Dan Replies:
Dear SP: If you were my son, you would enjoy playing with a wood stick. The cost of skates and the equipment needed to play the game safely is very expensive. Add to that the cost of ice time and most parents are making a sacrifice to have you play the game. At the skill level of a youth hockey player, a composite stick is no advantage to your game. Perhaps your teammates' parents have caved in to their player's wishes to have a composite, but that doesn't make it a need, only a want.

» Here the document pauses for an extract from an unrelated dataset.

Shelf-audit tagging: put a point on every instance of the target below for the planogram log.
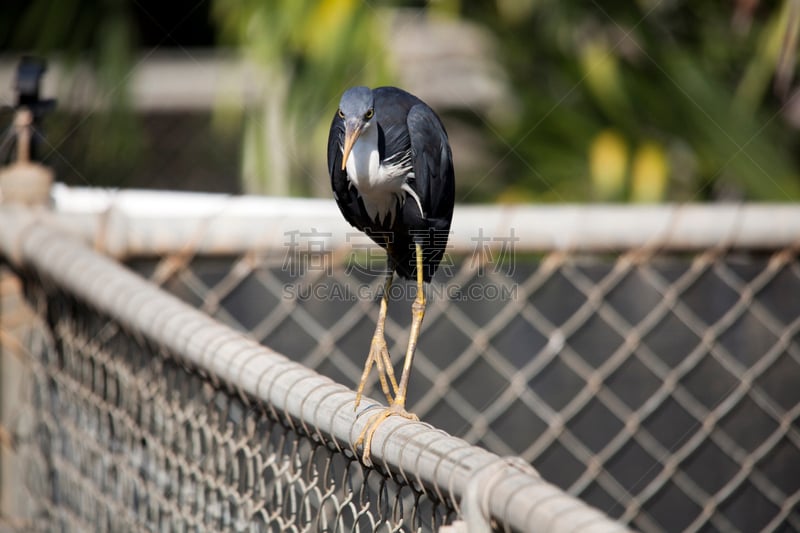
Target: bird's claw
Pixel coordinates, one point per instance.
(365, 438)
(379, 356)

I suspect that if a stick manufacture came out with a $300 wood stick and an NHL star played with it, it would be a marketing success because we tend to equate price with value. There's a difference and it's no more clear than with composite sticks. If they were suddenly to all be priced at $5, no one would get caught dead playing with one.
Do your family's budget a favor and learn to play the game with a wooden stick. I guarantee it won't deter your path to the NHL.

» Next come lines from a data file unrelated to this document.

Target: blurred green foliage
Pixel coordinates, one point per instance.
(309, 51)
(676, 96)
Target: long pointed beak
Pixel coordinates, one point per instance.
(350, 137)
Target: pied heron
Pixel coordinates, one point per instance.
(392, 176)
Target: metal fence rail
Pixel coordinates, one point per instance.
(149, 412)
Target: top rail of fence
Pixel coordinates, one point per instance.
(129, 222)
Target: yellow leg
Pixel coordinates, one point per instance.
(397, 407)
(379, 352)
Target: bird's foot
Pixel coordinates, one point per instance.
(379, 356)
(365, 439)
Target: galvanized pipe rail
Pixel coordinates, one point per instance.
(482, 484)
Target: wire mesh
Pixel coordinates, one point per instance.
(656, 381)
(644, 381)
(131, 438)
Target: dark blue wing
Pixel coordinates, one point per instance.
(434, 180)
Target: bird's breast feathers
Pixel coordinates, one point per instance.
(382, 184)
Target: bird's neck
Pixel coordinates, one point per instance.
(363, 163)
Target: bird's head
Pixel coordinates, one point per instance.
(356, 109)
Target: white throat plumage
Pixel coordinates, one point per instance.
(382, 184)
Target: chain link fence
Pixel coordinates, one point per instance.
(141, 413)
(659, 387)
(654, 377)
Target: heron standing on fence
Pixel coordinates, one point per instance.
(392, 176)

Dear PF: Truth be told, in the hands of a professional player, composite sticks will add perhaps 5% to the speed of their shot. In the hands of a Squirt or a PeeWee, I don't think it will have any effect on the speed of his shot. Adam Oates prefers a wooden stick over composites because he says you have a better feel for the puck. I agree with Adam there is a better feel with a wooden stick. Therefore, I'd recommend a wooden stick over composites for that reason alone.
On the issue of cost, there is some talk in the NHL to prohibit the use of the composites. Not because they are more effective, but because of their cost. Teams' stick budgets have gone out of sight with their use. They break (and chip) as easily as wood and at 4 to 5 times the cost of a wood stick, the NHL teams' position is understandable. The Ducks' overspent their stick budget by December last season.

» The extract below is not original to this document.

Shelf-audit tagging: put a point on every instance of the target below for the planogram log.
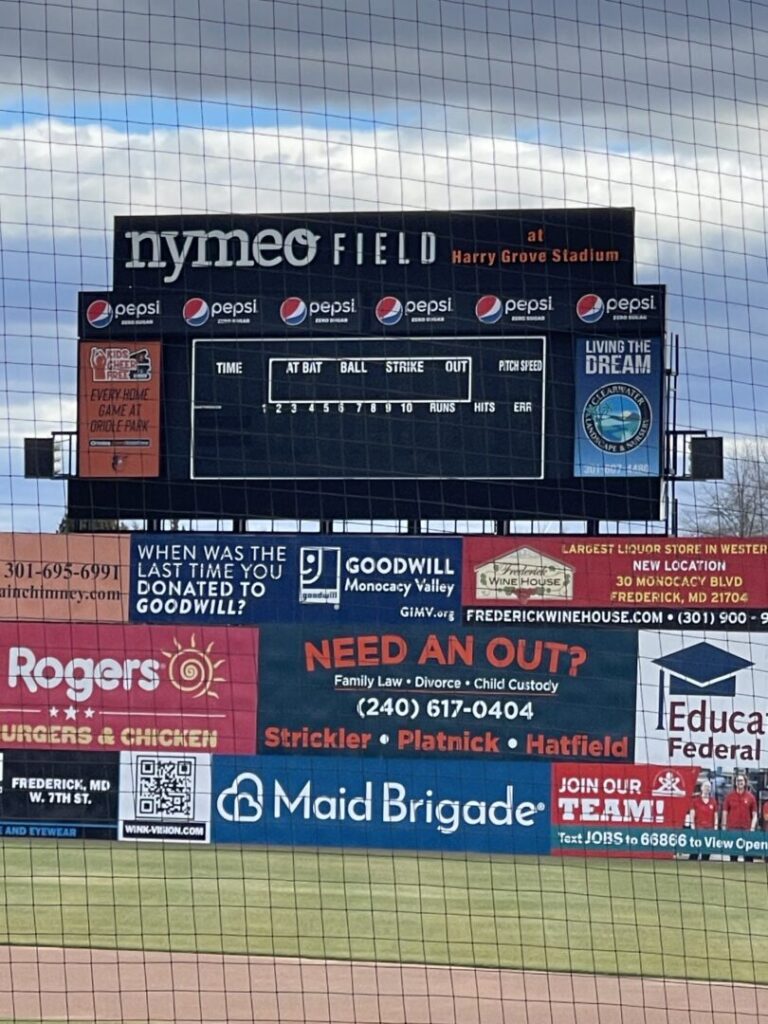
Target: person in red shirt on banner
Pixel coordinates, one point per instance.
(740, 810)
(704, 814)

Many defensemen are going back to wood sticks because, as you might have seen in the Stanley Cup playoffs, on several occasions a D-man's composite stick would break on a shot from the point, the puck would be recovered by the opposing team and now the D-man has to defend without a stick. It was at that moment that some of the players decided to go back to the more reliable wooden sticks, which wear out over time, but don't snap with the frequency of composites.